Beyond these budgetary constraints, the country also has to contend with severe external imbalances, linked to the large goods deficit, which is equivalent to 20% of GDP. The deficit is mainly due to the weak manufacturing sector and the fall in domestic oil production in the absence of discoveries of new reserves. Agricultural exports (cane sugar, citrus fruits, bananas, vegetables) are not expected to compensate, due to the impact of weather conditions. The services surplus, which will remain small due to the poor health of global tourism and expatriate remittances (5% of GDP in 2019), will be unable to make up for this deficit and the income deficit. The current account will therefore remain largely in deficit. This deficit will not be entirely covered by sluggish foreign direct investment, which will increase the pressure on foreign exchange reserves (4.5 months of imports at the end of August 2020) and the Belizean dollar’s U.S. dollar peg.

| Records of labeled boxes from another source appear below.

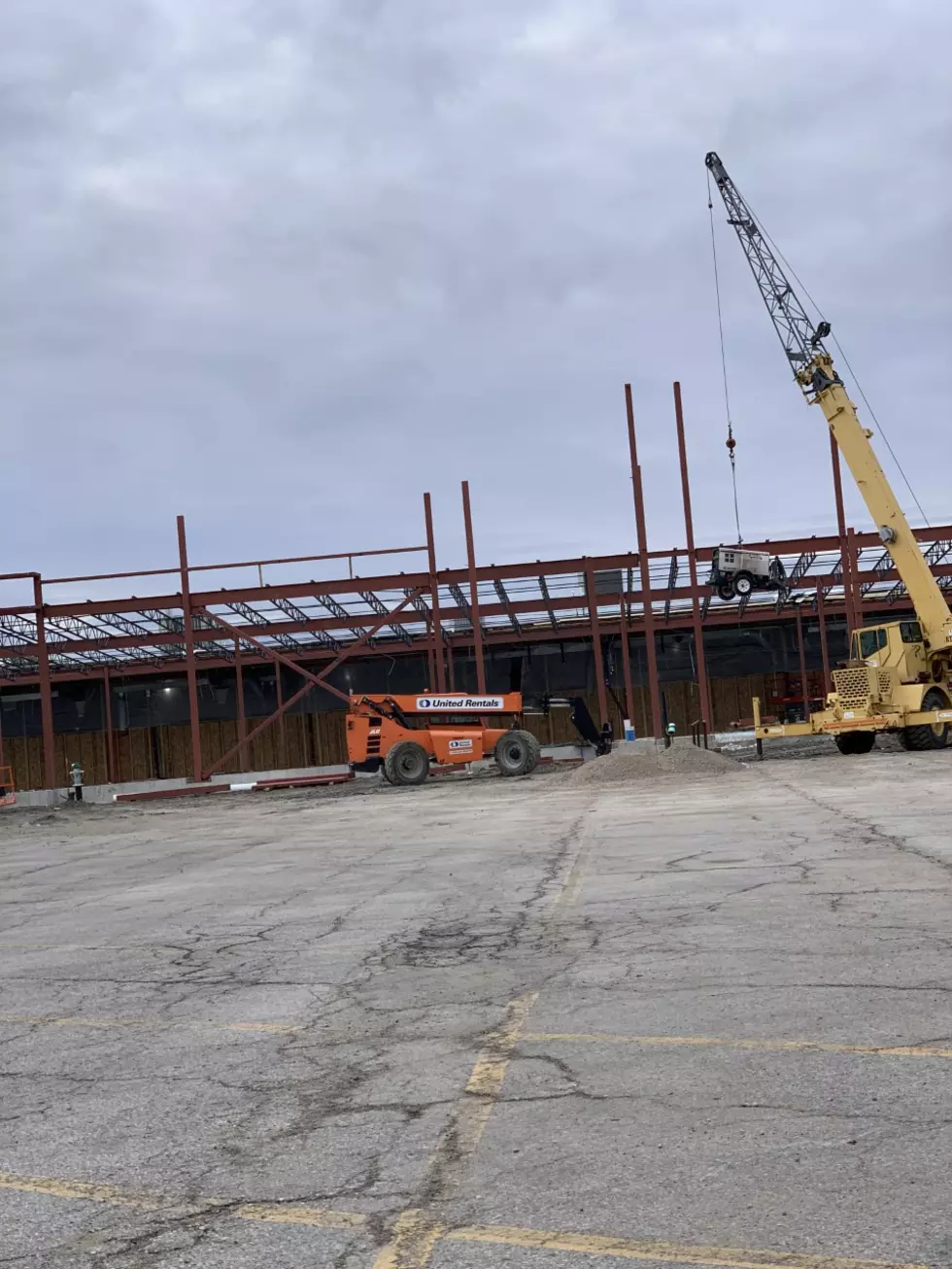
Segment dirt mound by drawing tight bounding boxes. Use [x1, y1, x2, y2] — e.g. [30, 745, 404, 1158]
[567, 737, 738, 784]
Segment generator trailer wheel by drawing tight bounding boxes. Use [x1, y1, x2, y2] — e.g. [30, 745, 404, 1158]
[384, 739, 430, 784]
[493, 731, 542, 775]
[899, 688, 948, 750]
[833, 731, 876, 754]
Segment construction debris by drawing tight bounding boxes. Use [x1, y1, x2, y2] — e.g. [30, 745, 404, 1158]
[566, 737, 740, 784]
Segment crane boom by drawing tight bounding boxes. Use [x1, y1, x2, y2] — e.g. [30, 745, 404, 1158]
[704, 151, 952, 651]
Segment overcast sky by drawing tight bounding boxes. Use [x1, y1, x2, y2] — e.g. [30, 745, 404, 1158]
[0, 0, 952, 593]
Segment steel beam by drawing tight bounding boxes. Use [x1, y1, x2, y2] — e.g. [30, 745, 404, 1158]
[493, 577, 522, 634]
[460, 480, 486, 697]
[33, 573, 55, 789]
[585, 565, 608, 727]
[674, 383, 713, 731]
[175, 515, 202, 784]
[421, 494, 452, 692]
[625, 383, 662, 738]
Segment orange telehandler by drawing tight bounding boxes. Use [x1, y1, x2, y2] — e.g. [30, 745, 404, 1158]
[347, 692, 541, 784]
[347, 692, 613, 784]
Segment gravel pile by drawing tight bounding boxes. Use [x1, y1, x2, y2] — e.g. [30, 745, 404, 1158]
[566, 737, 738, 784]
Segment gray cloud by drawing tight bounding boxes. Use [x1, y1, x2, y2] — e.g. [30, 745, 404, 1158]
[0, 0, 952, 599]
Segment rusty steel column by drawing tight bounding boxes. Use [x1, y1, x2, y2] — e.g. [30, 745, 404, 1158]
[625, 383, 662, 739]
[423, 494, 447, 692]
[462, 480, 486, 697]
[33, 572, 55, 789]
[274, 663, 289, 768]
[847, 530, 864, 630]
[798, 605, 810, 722]
[816, 581, 833, 692]
[619, 579, 634, 738]
[103, 670, 119, 784]
[674, 382, 712, 731]
[175, 515, 202, 784]
[585, 564, 608, 727]
[831, 432, 860, 637]
[235, 639, 248, 772]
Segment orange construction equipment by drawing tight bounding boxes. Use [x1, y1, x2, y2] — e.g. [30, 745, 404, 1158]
[347, 692, 541, 784]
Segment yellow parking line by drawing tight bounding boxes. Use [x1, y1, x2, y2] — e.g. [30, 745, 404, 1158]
[443, 1224, 927, 1269]
[0, 1173, 367, 1230]
[0, 1173, 167, 1212]
[0, 1013, 303, 1034]
[522, 1032, 952, 1057]
[373, 991, 538, 1269]
[0, 1173, 928, 1269]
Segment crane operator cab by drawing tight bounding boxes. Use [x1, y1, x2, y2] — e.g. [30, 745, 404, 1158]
[707, 544, 788, 600]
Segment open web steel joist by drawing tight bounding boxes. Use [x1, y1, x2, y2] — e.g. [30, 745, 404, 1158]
[0, 375, 938, 784]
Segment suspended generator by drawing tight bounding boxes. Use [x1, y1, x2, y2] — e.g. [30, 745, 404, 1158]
[708, 546, 787, 600]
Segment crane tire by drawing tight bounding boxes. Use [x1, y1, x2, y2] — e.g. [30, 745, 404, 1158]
[833, 731, 876, 754]
[493, 730, 542, 775]
[384, 739, 430, 784]
[899, 688, 948, 751]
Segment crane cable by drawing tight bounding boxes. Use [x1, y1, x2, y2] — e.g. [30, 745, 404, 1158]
[735, 188, 932, 528]
[707, 170, 744, 546]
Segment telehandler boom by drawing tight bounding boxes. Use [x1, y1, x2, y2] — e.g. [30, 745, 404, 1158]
[704, 151, 952, 754]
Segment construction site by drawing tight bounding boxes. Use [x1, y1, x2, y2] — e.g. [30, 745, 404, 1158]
[0, 153, 952, 1269]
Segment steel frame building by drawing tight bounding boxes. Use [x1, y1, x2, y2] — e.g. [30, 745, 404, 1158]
[0, 383, 952, 788]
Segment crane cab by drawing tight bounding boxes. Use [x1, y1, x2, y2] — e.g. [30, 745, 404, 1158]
[849, 621, 929, 683]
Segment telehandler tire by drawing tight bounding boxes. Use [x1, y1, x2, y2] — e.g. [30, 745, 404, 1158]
[493, 731, 542, 775]
[899, 688, 948, 750]
[833, 731, 876, 754]
[384, 739, 430, 784]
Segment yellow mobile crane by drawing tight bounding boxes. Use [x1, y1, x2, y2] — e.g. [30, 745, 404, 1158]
[704, 151, 952, 754]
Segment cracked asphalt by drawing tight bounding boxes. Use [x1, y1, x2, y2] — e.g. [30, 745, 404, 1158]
[0, 751, 952, 1269]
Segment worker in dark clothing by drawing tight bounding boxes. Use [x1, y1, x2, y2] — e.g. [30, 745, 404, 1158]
[69, 762, 83, 802]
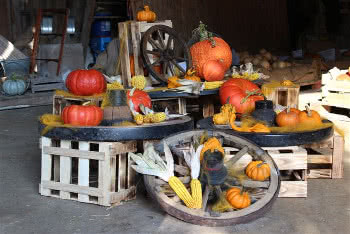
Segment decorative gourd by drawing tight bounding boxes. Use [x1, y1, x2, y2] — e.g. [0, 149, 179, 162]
[136, 6, 157, 23]
[245, 161, 271, 181]
[185, 68, 201, 82]
[168, 76, 181, 89]
[299, 106, 322, 125]
[2, 78, 27, 96]
[203, 60, 226, 81]
[200, 137, 225, 160]
[190, 22, 232, 77]
[62, 105, 103, 126]
[226, 187, 251, 209]
[127, 89, 152, 112]
[66, 69, 106, 96]
[276, 107, 300, 127]
[219, 78, 264, 114]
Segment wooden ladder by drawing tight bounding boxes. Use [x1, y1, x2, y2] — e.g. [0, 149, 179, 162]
[29, 8, 69, 76]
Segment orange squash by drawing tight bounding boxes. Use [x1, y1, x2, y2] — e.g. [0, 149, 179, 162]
[299, 106, 322, 125]
[226, 187, 251, 209]
[245, 161, 271, 181]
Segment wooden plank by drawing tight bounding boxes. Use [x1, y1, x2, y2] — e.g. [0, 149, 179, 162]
[307, 154, 332, 164]
[307, 169, 332, 179]
[78, 141, 90, 202]
[41, 181, 102, 197]
[40, 137, 52, 196]
[60, 140, 72, 199]
[43, 146, 105, 161]
[110, 186, 136, 204]
[99, 143, 116, 206]
[278, 181, 307, 197]
[332, 134, 344, 179]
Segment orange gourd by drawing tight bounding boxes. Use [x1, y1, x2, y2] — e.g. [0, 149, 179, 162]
[137, 6, 157, 23]
[226, 187, 251, 209]
[276, 107, 300, 127]
[299, 106, 322, 125]
[245, 161, 271, 181]
[190, 22, 232, 77]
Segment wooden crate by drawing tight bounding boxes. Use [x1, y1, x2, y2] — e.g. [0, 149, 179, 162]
[225, 146, 307, 197]
[52, 94, 103, 115]
[303, 132, 344, 179]
[321, 70, 350, 108]
[118, 20, 172, 87]
[39, 137, 136, 206]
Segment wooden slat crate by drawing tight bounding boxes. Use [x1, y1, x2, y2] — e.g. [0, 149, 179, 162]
[225, 146, 307, 197]
[52, 94, 103, 115]
[322, 70, 350, 108]
[118, 20, 172, 87]
[303, 132, 344, 179]
[39, 137, 136, 206]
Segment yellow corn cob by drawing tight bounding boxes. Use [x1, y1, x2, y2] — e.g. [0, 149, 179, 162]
[131, 75, 146, 90]
[168, 176, 195, 208]
[107, 81, 124, 90]
[143, 114, 153, 123]
[134, 114, 143, 125]
[151, 112, 166, 123]
[190, 179, 202, 209]
[204, 81, 224, 89]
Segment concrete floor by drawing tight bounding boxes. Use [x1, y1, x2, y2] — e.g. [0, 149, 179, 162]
[0, 106, 350, 234]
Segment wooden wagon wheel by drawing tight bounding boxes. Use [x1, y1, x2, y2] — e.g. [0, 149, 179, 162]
[144, 130, 281, 226]
[141, 25, 192, 83]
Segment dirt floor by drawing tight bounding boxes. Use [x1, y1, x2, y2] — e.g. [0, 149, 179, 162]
[0, 106, 350, 234]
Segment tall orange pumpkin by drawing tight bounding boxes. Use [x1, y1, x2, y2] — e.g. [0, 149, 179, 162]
[190, 37, 232, 77]
[62, 105, 103, 126]
[66, 69, 106, 96]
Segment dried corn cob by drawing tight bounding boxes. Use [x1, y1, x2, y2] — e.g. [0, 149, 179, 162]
[168, 176, 195, 208]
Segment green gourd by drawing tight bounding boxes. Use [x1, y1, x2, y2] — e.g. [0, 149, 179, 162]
[2, 78, 27, 96]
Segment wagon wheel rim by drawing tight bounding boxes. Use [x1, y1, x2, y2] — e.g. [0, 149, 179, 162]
[144, 130, 281, 226]
[141, 25, 192, 84]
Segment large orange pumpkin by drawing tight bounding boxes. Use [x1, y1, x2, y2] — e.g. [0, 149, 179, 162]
[62, 105, 103, 126]
[66, 69, 106, 96]
[127, 89, 152, 112]
[219, 78, 264, 114]
[203, 60, 226, 81]
[190, 37, 232, 77]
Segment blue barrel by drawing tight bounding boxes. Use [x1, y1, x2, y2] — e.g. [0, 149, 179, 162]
[91, 12, 112, 37]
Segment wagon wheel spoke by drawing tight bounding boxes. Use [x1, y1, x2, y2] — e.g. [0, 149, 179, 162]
[146, 50, 161, 57]
[169, 60, 186, 75]
[157, 30, 166, 49]
[226, 146, 249, 166]
[148, 38, 163, 50]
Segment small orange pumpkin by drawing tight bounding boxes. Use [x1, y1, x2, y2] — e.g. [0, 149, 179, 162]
[276, 107, 300, 127]
[245, 161, 271, 181]
[226, 187, 251, 209]
[137, 6, 157, 23]
[185, 68, 201, 82]
[299, 106, 322, 125]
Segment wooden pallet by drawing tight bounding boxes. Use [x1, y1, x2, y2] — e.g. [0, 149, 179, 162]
[118, 20, 172, 87]
[30, 75, 65, 93]
[52, 94, 103, 115]
[39, 137, 136, 206]
[303, 132, 344, 179]
[225, 146, 307, 197]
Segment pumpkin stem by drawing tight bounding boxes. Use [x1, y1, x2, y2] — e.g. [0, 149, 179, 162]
[241, 89, 264, 104]
[192, 21, 216, 48]
[305, 106, 312, 117]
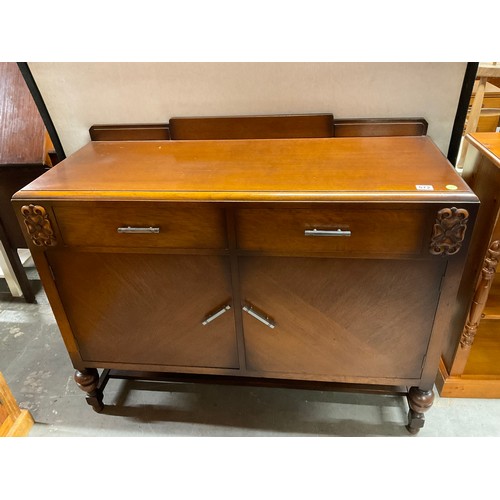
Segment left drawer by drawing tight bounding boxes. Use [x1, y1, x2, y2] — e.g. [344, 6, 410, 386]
[52, 202, 227, 249]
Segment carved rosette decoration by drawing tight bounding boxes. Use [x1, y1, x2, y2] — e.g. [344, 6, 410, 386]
[429, 207, 469, 255]
[460, 240, 500, 349]
[21, 205, 57, 247]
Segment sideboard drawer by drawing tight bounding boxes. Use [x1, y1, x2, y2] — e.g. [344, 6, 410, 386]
[53, 203, 227, 249]
[237, 206, 432, 255]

End of an era: the opposition takes power after 12 years
After three consecutive terms under the leadership of Dean Barrow, the United Democratic Party was defeated in the November 2020 elections by the opposition People's United Party, after Dean Barrow announced his retirement from politics. The new leader of the Democratic Party, Patrick Faber, was unable to win over voters who turned out in huge numbers at the polls (80% turnout) following a slew of corruption cases in early 2020. John Antonio Briceno was appointed prime minister, vowing to fight corruption and revive agriculture and tourism. Combating drug trafficking and improving the business climate will also remain priorities for the new government.
In terms of international affairs, the main issue remains the border dispute with Guatemala, which claims half of Belize's territory. In May 2019, 55% of Belizeans voted in favour of using the International Court of Justice (ICJ) to settle the dispute, following Guatemala's approval of such a settlement in a referendum in 2018.